ART writes a metrics row every time you call `model.log(...)`. Those rows go to
`history.jsonl` in the run directory and, if W\&B logging is enabled, to W\&B.

Use this page for three things:

* understand the metrics ART emits automatically
* add task-specific metrics from your own rollout code
* track external judge and API spend alongside training metrics

## What ART logs automatically

When you call `await model.train(...)` or `await model.log(train_groups, split="train")`,
ART already logs most of the metrics you need to monitor a run.
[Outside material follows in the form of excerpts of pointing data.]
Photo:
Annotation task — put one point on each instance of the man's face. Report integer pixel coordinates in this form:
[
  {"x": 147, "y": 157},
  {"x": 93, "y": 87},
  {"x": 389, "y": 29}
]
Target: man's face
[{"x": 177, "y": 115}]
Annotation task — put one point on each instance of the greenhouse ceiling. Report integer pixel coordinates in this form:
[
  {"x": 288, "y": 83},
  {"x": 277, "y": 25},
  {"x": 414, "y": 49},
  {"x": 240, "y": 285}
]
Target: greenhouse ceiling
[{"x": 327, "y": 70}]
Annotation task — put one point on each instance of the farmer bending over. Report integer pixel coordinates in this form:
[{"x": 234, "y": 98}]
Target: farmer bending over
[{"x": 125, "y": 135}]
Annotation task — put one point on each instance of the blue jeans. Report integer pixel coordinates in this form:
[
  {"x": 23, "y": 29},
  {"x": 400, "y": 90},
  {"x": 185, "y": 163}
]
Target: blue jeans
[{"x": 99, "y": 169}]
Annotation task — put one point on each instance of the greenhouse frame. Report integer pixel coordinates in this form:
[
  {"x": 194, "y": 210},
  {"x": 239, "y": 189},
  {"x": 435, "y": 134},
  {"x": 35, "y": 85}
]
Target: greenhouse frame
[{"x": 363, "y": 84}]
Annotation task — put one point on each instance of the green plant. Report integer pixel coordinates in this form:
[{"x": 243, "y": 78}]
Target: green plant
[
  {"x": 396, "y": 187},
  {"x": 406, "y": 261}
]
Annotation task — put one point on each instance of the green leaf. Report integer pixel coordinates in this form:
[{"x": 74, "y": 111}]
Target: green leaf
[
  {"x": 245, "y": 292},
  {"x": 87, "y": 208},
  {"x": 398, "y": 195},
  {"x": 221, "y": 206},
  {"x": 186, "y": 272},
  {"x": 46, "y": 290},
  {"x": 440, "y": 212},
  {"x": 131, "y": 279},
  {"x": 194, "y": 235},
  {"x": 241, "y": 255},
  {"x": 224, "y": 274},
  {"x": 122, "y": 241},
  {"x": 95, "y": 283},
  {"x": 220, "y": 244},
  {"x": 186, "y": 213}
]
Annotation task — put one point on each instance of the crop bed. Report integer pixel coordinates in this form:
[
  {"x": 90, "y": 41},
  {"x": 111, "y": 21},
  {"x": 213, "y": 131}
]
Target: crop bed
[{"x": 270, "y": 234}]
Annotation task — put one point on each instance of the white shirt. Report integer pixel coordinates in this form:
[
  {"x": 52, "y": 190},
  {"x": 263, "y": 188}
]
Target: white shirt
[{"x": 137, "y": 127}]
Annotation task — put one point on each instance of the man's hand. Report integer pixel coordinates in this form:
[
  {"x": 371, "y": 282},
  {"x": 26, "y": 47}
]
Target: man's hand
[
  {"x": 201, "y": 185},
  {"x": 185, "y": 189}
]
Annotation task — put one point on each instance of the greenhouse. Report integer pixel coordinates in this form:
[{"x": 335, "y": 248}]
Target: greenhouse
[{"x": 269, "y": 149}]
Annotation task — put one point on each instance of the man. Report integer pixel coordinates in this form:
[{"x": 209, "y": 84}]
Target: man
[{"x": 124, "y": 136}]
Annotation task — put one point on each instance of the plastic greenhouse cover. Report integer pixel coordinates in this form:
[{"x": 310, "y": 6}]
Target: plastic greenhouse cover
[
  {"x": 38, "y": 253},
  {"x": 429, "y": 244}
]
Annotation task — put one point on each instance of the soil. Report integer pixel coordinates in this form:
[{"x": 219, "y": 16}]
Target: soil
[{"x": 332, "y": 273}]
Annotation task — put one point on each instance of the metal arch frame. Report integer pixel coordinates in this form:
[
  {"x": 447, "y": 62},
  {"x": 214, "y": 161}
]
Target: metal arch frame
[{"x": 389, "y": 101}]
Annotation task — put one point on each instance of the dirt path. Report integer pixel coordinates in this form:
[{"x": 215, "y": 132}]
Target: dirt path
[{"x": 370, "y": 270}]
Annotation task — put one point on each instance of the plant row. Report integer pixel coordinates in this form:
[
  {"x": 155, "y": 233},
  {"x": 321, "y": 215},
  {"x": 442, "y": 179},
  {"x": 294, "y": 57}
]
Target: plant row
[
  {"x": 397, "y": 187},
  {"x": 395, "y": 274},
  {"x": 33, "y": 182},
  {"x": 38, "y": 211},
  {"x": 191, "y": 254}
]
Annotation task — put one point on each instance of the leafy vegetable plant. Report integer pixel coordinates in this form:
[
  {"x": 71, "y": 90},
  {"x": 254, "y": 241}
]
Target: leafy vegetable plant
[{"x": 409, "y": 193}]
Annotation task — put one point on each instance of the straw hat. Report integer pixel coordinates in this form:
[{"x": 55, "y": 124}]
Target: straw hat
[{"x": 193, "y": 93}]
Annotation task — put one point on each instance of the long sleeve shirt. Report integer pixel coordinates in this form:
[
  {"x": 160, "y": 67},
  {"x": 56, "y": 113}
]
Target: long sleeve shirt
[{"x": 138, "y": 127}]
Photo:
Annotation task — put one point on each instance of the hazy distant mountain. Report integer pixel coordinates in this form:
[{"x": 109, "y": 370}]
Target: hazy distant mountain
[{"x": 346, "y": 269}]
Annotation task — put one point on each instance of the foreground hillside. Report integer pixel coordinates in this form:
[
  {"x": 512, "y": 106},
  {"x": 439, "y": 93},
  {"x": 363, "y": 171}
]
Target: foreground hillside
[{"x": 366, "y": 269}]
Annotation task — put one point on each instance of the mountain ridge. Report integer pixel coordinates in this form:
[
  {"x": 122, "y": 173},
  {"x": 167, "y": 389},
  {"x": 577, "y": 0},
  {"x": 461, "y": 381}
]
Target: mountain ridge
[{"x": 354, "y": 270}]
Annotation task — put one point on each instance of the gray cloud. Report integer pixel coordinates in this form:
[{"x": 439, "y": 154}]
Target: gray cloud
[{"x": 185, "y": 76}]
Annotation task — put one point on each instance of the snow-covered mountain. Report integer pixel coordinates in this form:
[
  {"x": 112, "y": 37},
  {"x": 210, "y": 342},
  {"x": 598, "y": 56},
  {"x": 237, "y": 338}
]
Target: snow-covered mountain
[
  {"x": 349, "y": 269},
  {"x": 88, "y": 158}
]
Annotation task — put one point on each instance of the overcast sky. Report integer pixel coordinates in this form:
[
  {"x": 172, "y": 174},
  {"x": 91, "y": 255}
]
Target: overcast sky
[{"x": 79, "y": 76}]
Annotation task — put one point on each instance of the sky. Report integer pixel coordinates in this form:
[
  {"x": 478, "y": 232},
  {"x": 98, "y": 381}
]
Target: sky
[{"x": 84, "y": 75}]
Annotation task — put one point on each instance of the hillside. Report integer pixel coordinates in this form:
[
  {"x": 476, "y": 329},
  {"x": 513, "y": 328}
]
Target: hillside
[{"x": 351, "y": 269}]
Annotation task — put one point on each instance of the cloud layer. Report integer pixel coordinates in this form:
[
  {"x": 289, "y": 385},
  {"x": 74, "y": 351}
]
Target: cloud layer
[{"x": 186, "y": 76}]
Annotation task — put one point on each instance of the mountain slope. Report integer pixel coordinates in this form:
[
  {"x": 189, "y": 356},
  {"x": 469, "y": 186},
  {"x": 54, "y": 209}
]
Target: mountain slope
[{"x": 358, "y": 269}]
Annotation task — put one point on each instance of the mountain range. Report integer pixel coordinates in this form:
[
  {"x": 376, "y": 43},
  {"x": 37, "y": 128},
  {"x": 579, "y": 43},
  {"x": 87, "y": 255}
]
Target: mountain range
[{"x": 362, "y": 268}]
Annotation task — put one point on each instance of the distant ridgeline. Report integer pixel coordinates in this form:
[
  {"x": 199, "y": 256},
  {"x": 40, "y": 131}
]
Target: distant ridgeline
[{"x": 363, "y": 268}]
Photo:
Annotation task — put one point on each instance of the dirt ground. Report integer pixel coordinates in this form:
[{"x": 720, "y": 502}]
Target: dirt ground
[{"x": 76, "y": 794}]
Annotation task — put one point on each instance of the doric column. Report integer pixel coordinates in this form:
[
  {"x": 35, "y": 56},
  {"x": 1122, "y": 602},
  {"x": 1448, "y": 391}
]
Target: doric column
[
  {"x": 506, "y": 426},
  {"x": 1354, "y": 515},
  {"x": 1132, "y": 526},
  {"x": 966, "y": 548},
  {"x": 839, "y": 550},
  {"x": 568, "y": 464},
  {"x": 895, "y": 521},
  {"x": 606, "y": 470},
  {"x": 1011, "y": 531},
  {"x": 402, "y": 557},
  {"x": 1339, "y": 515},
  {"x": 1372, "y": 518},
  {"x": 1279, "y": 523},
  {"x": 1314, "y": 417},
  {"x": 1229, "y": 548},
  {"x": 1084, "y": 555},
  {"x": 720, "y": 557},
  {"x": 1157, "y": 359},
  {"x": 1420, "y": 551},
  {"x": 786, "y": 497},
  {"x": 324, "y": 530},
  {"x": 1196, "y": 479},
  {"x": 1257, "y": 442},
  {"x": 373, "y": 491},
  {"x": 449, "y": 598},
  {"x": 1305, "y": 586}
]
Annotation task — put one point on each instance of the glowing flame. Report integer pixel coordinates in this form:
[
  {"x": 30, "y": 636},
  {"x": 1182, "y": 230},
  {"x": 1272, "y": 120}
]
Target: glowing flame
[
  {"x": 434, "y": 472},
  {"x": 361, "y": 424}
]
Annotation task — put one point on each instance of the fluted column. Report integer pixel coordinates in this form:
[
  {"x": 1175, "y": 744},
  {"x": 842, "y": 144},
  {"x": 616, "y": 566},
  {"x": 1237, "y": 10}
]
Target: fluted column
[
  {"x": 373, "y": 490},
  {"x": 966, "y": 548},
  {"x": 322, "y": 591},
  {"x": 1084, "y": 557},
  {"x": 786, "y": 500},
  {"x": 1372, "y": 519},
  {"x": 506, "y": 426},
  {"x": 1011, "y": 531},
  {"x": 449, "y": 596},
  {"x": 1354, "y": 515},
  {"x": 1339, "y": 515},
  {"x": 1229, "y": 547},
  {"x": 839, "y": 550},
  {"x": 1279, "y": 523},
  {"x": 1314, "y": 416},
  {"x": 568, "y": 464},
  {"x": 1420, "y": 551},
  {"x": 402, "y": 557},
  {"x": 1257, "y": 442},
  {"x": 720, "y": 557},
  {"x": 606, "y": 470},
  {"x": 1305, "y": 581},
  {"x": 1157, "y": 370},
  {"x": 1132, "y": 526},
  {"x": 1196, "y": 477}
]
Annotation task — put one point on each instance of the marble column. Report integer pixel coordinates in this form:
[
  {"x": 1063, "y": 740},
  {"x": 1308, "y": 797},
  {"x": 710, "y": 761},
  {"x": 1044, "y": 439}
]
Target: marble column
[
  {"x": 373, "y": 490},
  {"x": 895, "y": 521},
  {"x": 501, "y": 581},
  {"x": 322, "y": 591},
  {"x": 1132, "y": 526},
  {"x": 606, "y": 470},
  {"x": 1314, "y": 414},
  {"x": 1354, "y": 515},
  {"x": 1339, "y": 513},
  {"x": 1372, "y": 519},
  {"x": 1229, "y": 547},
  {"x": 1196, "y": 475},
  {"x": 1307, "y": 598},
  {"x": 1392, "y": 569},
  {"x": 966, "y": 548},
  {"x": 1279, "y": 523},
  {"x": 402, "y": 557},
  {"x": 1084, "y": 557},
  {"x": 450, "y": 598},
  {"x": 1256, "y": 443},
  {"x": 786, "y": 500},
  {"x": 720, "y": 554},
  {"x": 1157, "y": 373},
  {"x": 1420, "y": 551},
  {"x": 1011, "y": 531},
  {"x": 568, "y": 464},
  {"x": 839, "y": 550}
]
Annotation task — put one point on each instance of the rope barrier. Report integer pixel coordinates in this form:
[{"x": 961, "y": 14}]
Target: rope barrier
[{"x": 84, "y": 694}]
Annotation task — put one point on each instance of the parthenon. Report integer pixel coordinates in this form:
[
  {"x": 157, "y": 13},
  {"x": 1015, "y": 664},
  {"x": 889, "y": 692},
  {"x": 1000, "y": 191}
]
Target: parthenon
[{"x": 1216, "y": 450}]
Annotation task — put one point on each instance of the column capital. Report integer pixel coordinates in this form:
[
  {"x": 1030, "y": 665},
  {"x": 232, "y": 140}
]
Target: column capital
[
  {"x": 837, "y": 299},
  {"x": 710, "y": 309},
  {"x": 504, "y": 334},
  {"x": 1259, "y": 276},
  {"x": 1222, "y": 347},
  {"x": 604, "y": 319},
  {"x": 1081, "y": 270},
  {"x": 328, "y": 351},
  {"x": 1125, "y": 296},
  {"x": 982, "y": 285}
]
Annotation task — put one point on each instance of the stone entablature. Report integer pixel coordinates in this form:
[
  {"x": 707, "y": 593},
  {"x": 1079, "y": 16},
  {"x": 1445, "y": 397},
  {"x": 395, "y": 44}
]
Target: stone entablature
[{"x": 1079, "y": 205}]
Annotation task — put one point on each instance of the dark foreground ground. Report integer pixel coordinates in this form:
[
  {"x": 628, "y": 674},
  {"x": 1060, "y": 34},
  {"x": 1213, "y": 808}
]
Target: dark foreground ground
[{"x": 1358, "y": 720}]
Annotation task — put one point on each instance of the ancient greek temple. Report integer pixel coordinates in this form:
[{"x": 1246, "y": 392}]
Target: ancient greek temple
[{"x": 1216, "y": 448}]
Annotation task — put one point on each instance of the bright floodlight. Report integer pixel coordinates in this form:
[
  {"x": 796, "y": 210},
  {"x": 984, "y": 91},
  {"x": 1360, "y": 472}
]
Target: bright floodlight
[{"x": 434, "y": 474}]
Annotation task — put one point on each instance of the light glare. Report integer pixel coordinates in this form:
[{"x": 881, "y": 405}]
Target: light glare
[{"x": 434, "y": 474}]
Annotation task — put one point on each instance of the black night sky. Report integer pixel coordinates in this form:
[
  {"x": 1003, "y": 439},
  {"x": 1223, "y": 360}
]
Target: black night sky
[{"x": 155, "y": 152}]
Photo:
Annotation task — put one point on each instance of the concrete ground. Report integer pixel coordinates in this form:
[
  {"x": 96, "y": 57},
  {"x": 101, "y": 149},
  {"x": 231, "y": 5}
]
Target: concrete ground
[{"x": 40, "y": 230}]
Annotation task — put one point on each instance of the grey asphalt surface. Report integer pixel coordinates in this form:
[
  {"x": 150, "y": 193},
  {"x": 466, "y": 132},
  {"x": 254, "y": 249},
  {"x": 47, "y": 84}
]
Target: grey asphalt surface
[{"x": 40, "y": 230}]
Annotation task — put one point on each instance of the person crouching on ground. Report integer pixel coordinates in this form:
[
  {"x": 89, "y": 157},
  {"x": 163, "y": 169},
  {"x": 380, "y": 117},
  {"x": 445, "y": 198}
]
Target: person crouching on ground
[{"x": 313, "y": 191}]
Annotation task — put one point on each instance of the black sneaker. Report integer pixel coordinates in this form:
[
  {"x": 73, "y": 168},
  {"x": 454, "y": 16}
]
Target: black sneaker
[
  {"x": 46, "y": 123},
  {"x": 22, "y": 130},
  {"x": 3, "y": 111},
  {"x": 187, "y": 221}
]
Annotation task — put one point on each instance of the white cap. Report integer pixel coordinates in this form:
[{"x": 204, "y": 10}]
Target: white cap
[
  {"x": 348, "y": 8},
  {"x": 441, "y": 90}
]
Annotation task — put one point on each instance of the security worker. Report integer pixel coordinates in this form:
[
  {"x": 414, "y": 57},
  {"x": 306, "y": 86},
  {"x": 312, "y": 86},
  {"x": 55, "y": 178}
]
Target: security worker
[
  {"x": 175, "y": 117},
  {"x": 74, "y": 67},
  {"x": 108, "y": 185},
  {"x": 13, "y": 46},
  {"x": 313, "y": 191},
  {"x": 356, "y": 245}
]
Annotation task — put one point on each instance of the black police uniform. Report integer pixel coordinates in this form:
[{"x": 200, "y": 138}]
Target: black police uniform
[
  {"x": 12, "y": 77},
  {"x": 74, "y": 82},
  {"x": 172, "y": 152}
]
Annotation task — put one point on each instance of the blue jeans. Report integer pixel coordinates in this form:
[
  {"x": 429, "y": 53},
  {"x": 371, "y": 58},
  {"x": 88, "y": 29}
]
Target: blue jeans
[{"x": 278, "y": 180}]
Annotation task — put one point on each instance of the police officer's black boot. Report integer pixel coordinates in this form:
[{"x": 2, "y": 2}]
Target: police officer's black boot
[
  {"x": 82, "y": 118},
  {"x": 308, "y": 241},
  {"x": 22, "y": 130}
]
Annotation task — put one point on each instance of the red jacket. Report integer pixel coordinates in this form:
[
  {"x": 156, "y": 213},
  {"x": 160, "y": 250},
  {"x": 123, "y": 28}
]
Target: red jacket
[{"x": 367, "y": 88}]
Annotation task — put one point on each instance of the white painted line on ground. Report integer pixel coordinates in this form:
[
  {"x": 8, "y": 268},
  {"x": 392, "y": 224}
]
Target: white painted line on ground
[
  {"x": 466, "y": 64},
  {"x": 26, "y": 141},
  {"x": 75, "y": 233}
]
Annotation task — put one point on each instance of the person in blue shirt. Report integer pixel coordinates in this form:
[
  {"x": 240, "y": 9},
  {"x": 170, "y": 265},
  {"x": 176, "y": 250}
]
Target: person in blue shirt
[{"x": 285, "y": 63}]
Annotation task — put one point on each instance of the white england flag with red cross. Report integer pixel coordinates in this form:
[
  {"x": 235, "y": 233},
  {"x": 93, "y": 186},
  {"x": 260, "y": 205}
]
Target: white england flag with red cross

| Type   | Examples                                                                                                                    |
| ------ | --------------------------------------------------------------------------------------------------------------------------- |
| Reward | `train/reward`, `train/reward_std_dev`, `train/exception_rate`, `val/reward`                                                |
| Loss   | `loss/train`, `loss/entropy`, `loss/kl_div`, `loss/grad_norm`, `loss/learning_rate`                                         |
| Data   | `data/step_num_scenarios`, `data/step_num_trajectories`, `data/step_num_groups_submitted`, `data/step_num_groups_trainable` |
| Time   | `time/wall_clock_sec`, `time/step_wall_s`, `time/step_trainer_s`                                                            |
| Cost   | `costs/gpu` on `LocalBackend` when GPU pricing is known                                                                     |

If ART has the inputs it needs, it also derives:

* cumulative metrics such as `time/cum/trainer_s`, `data/cum/num_unique_scenarios`, and `costs/cum/all`
* cost rollups such as `costs/train`, `costs/eval`, and `costs/all`
* throughput metrics such as `throughput/avg_trainer_tok_per_s` and `throughput/avg_actor_tok_per_s`

<Note>
  Some metrics only appear when the backend or your code provides the underlying
  inputs. For example, `throughput/avg_actor_tok_per_s` requires both
  `data/step_actor_tokens` and `time/step_actor_s`.
</Note>

## Add task-specific outcome metrics

Attach metrics directly to each `Trajectory` when your rollout code knows whether
an attempt succeeded, how many tools it called, or any other task-specific
signal.

```python theme={null}
async def rollout(model: art.Model, scenario: Scenario) -> art.Trajectory:
    trajectory = art.Trajectory(
        messages_and_choices=[
            {"role": "system", "content": SYSTEM_PROMPT},
            {"role": "user", "content": scenario.prompt},
        ],
        metadata={"scenario_id": scenario.id},
    )

    completion = await model.openai_client().chat.completions.create(
        model=model.get_inference_name(),
        messages=trajectory.messages(),
    )
    trajectory.messages_and_choices.append(completion.choices[0])

    trajectory.reward = score_reward(trajectory)
    trajectory.metrics["correct"] = float(is_correct(trajectory))
    trajectory.metrics["tool_calls"] = float(count_tool_calls(trajectory))
    return trajectory
```

On train steps, ART averages those rollout metrics and logs them under the
`train/` namespace, such as `train/correct` and `train/tool_calls`.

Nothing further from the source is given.